- Born: 1977 (age 47–48) Washington D.C.
- Occupation(s): Archaeologist Educator
- Known for: Time Team America

Academic background
- Alma mater: Howard University (BA) University of California, Berkeley (PhD)

Academic work
- Institutions: Goucher College
- Website: www.goucher.edu/faculty/alexandra-jones

= Alexandra Jones (archaeologist) =

US archaeologist

Alexandra Jones is a historical archaeologist and educator at Goucher College. She is the founder and chief executive officer of Archaeology in the Community, "a Washington, D.C.–based nonprofit that aims to increase awareness of archaeology and history."
She worked on the PBS television program Time Team America as Field Director of Archaeology in 2013.

==Early life and education==

Jones attended Howard University, earning two Bachelor of Arts (BA) degrees in history and anthropology in 2001 and a Master of Arts (MA) degree in history in 2003. She earned a PhD in historical archaeology from the University of California, Berkeley.

While attending Berkeley, Jones participated in a community outreach project required of all students. Her outreach participation involved working with a local school and teaching archaeology to sixth-grade students. When her project was completed, she asked her community service advisor for permission to conduct the following year's project in her hometown of Washington D.C. Jones was granted permission and given funds for her community outreach activities on the East Coast.

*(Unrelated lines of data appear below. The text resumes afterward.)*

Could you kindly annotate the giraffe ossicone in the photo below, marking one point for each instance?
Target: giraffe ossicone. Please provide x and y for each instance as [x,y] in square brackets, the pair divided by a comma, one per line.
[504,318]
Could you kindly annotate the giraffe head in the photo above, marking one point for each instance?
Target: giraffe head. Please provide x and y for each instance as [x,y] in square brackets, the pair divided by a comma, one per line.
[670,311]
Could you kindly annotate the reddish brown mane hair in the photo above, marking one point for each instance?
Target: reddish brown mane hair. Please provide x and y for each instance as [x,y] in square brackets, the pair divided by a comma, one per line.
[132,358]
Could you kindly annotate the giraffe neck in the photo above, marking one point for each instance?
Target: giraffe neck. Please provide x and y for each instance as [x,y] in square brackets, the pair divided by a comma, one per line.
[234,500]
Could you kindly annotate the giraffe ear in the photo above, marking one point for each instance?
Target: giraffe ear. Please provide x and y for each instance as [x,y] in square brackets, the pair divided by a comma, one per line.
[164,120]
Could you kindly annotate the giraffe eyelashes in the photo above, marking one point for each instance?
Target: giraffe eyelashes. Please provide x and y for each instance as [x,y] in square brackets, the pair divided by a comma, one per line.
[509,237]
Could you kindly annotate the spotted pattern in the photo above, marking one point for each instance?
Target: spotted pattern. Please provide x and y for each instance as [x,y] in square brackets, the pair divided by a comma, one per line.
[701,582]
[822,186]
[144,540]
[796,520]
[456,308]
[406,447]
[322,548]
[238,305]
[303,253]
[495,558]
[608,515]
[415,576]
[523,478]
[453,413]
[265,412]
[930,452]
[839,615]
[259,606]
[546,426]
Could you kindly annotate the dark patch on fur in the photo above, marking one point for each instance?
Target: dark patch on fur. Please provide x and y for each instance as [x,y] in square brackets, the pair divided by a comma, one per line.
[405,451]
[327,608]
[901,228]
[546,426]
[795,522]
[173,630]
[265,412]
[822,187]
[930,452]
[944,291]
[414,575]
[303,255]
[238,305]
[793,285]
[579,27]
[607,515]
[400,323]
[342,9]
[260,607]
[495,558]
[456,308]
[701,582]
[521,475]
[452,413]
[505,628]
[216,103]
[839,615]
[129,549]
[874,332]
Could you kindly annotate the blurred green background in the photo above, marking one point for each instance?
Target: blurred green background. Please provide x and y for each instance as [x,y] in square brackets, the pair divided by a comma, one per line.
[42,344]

That experience inspired Jones to create the business she founded in 2009.

==Career and research==
Jones founded Archaeology in the Community in 2009. Her organization works with local schools in the Washington D.C. and Maryland areas, conducting educational programs in archaeology. The organization also works with undergraduate students studying anthropology and sponsors community events that actively encourage the interest and understanding of archaeology.

Jones worked on season two of PBS's Time Team America, a television program about archaeology. As Field Director of Archaeology on the television show, Jones worked with middle and high school students at different archaeological sites around the United States.

She chairs the Department of State's Cultural Property Advisory Committee.